The semi-quantitative assessment of Pechischi indicates that it reaches 675 scores (Table 2). This proves the global relevance of this geosite. It should be noted that the employed scoring system [64,66] allows for reaching a maximum total score of 750, and, if so, the value of the analyzed geosite amounts to 90% of the maximum possible value, which is a tangible proof of major importance.

4.2. Cheremushki

This geosite is located north of the study area and corresponds to the short but deep gully, after which it is named (Figure 1). This gully cuts the steep slope of the Volga River valley. Although the considered geosite also has a certain complexity (see below), the different geological phenomena are linked chiefly to the same feature, namely the above-mentioned gully (Figure 3).
The geosite is dominated by outcrops of the Urzhumian deposits (Figure 3a), among which red terrestrial fine siliciclastics prevail (Figure 3b). This is one of the most important reference sections of the Urzhumian regional unit (possible equivalent of the Wordian Stage [42]), which has been studied for many decades [41]. The intercalation of red siltstones with bluish-grey marlstones is reported here (Figure 3c). These marlstones mark paleosols. Various fossils were found in Cheremushki, and the latter is known as the important locality of non-marine bivalve, fishes, non-marine ostracods, and tetrapods (representatives of both amphibians and reptiles are found) [41]. This section reflects the shrinking of the former wide marine basin, with chiefly continental deposits accumulated on alluvial-lacustrine plains in arid conditions. As for the gully (Figure 3a), it represents a common erosional landform, which is typical to this part of the present-day Russian Plain [40]. This description allows for establishing six geoheritage types in the Cheremushki geosite.
The geoheritage represented at Cheremushki differs from that of Pechischi (Table 2). This seems to be a geosite of regional importance because the reference section facilitates the regional correlation of the Urzhumian unit, but other important sections representing this time slice are available in neighboring localities. The same is true for the paleontological content of this geosite. The accessibility of this geosite is ambivalent. On the one hand, the outer accessibility is perfect, the same as in the case of Pechischi. On the other hand, the inner accessibility is more challenging. One can easily reach the upper part of the gully and observe the sequence of outcrops, as well as spectacular panoramic views towards the Volga River (Figure 3a). However, hiking along the gully and climbing its slopes requires significant training and depends on weather conditions. In other words, the internal part of the gully, offering direct access to the Urzhumian outcrops, is inaccessible to many, if not the majority of visitors. If so, Cheremushki belongs to the category of viewpoint geosites, i.e., geosites from which unique geological features can be observed from a distance [74,75,76,77,78]. The vulnerability of this geosite is minimal because the object remains in its natural state, and anthropogenic stress is absent. The basic geological knowledge seems to be enough to assess this geosite. The international scientific importance of Cheremushki is underlined by its utility for the correlation of the global and regional standards of the Guadalupian Series (the established correlation [42] seems to be only preliminary and requires justifications). Some other worldwide-relevant research projects have been carried out there [33,41,54]. The educational and touristic importance is generally the same as in the case of Pechischi (see above), but here, it is more limited because of the lesser diversity of unique phenomena (Table 1) and lower status of the section as a reference section and not stratotype. Nonetheless, showing this geosite to university students and geology amateurs is a very reasonable opportunity. The aesthetic properties of Cheremushki seem to be high. They are linked to the red color of rocks (contrasting blue river and green vegetation in summer season) and panoramic views (Figure 3).
The semi-quantitative assessment of Cheremushki indicates that it gains a score of 250 (Table 2). This increases the rank of this geosite from regional to national. Taking into account the scoring system [64,66], the value of the analyzed geosite constitutes 33% of the maximum possible value.
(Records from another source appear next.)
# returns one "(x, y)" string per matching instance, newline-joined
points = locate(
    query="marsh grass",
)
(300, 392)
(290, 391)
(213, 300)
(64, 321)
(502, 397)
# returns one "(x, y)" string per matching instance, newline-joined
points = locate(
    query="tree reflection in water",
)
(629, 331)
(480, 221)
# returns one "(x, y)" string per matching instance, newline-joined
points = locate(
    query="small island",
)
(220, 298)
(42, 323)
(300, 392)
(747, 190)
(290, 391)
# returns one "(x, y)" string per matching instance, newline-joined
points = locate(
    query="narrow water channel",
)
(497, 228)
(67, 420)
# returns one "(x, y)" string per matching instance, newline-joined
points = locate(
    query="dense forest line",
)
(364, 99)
5. Discussion and Conclusions

5.1. Perspectives of Protection and Exploitation

Geoheritage, especially when it is of global or national value, requires proper conservation, which includes its effective monitoring, protection, management, and promotion. The related principles and procedures were characterized by Burek [79], Crofts [80], Garcia et al. [81], Neto and Henriques [11], Mariotto et al. [82,83], and Prosser et al. [84,85,86]. In the study area, the intense research and the field educational campaigns for geoscience students from Kazan Federal University provide a unique opportunity to monitor regularly the state of the Pechischi and Cheremushki geosites. Taking into account their scientific and educational importance for local geologists, it is evident that even a minor danger to their natural state will be signaled, with consequent actions.
Even more important is that both considered geosites are designated officially as a Regional Monument of Nature (RMN), which is a particular type of specially protected area in Russia. The Pechischi Geological Section RMN was created in 1972 due to its stratigraphical importance, and the Cheremushki Gully RMN was created in 1986 due to its stratigraphical and paleontological importance [87]. Their status was proven several times (the last time in 2019). The Republic of Tatarstan is responsible for these RMNs. The signs (simple explanatory panels) informing about the features’ names and their peculiarities, permitted activities (excursions and individual access), and protection measures are installed (Figure 4a). This official status establishes several restrictions that enable the avoidance of special or occasional anthropogenic stress. It should be noted that even if RMNs are based on geosites, the two do not necessarily coincide, and geosites commonly occupy slightly larger areas. It is strongly recommended to undertake justification of the limits of the considered geosites, also taking into account the limits of the RMNs.
Although both objects do not demonstrate any vulnerability, some maintenance is required. The sections can be cleaned from slope debris to reach their historical state (before the local extractive activities were stopped about a century ago). These activities are costly, but simple actions would exhibit more portions of the stratigraphically important sections. Reinforcing the slope to avoid future debris accumulation and occasional collapses may be required in such a case. Similar actions undertaken effectively at the other localities deserve attention [88].
Currently, the exploitation of Pechischi and Cheremushki is related strongly to the educational activities of Kazan Federal University (Figure 4b). Indeed, they can be extended by offering the possibility to visit these geosites to students of some other universities with geoscience programs, which have field educational campaigns. Scientists (chiefly from the noted university, but also from some other institutions and international research groups) work actively at the sections. As for geotourism, it flourishes in the form of occasional academic geotourism, with irregular excursions offered to non-devoted visitors.
Two main challenges for the exploitation of both geosites are the absence of well-established routes and marked trails, as well as the need for interpretive panels explaining the essence of the unique features in detail. In the case of Cheremushki, some engineering solutions would be required for increasing the inner accessibility of the geosite. For instance, metallic stairs could be installed. Indeed, these challenges can easily be addressed, and the necessary investments can be provided by companies and authorities interested in the development of local tourism. The international experience with the infrastructural developments of geosites should also be taken into account [89,90,91,92,93]. The idea of geotrails [94] also deserves attention. More generally, the geosites need development plans to balance exploitation with conservational needs and to avoid even minimal damage of geosites with tourism-related modifications.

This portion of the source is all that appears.